Updated: Jul 24, 2020
Our 360 City Seen is a series dedicated to providing on the ground coverage of events, people and community in cities across the nation.
“No justice, no peace! No justice, no peace!” chanted a crowd of protesters near the White House in downtown Washington, D.C.
No, this was not in response to not being able to get a haircut or work out in a gym, it was an outcry for a far deeper matter - the continued murders of unarmed African Americans at the hands of law enforcement officers.
In this past month, Ahmaud Arbery, 25, was killed by white racists for jogging, Breonna Taylor, 26, was shot eight times in her home by police, and George Floyd, 46, essentially experienced a modern-day public lynching by Officer Derek Chauvin.

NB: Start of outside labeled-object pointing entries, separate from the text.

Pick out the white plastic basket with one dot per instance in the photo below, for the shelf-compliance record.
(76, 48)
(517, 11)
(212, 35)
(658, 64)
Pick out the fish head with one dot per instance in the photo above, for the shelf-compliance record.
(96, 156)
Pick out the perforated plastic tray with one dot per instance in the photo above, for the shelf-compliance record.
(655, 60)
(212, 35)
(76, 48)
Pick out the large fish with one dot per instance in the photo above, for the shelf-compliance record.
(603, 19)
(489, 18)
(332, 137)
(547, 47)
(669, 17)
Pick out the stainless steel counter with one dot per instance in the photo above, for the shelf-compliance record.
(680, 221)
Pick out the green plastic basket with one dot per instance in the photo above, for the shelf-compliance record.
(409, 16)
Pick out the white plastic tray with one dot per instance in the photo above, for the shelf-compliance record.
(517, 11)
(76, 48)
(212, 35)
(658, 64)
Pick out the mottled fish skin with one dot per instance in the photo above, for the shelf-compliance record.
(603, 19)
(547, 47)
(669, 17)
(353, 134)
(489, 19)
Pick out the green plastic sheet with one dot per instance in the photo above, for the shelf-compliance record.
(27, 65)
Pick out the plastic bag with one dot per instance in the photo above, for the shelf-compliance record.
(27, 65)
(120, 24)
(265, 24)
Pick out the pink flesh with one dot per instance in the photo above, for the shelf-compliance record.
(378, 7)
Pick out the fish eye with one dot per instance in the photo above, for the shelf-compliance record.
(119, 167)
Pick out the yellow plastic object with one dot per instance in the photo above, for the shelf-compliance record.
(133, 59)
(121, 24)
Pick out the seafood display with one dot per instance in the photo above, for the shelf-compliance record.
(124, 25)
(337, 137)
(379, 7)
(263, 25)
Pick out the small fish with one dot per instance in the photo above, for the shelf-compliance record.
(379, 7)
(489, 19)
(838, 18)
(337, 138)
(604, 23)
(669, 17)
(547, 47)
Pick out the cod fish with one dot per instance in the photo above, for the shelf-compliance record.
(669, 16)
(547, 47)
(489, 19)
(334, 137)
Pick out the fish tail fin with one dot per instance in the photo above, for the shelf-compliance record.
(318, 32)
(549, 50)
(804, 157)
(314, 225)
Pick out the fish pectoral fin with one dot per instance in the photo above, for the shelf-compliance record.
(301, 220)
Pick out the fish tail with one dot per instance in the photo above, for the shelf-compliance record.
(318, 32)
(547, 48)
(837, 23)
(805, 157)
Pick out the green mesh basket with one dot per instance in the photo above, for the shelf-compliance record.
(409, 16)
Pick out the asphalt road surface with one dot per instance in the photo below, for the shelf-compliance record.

Though lootings, riot, and arson have taken place throughout the nation, peaceful protests are still a way for Americans to vocalize their unrest.
On Saturday, May 30, protesters filled the streets of our nation’s capital with the determination for their voices to be heard.
“I’m not sick, I’m capable, and I’m upset,” said Jahnaya Harris, a beauty and wellness entrepreneur and 2017 graduate of Howard University.
Harris participated in the Saturday protests with a group of friends and she carried a sign that read: “Black people! Black America has every right to burn down a country that it was forced to build for free”. With her sign making a very bold statement, Harris was nervous about how it would be received by the public. “Surprisingly, it got a lot of support and people frequently asked to take pictures of it,” said Harris.
It is no secret that most of America’s land and foundation was cultivated and built by enslaved Africans. For centuries, African Americans have struggled with mistreatment, discrimination, and systemic oppression. “Businesses and buildings seem to mean more than the lives of innocent black people,” said Harris. “I don’t condone [the rioting], but I understand it.”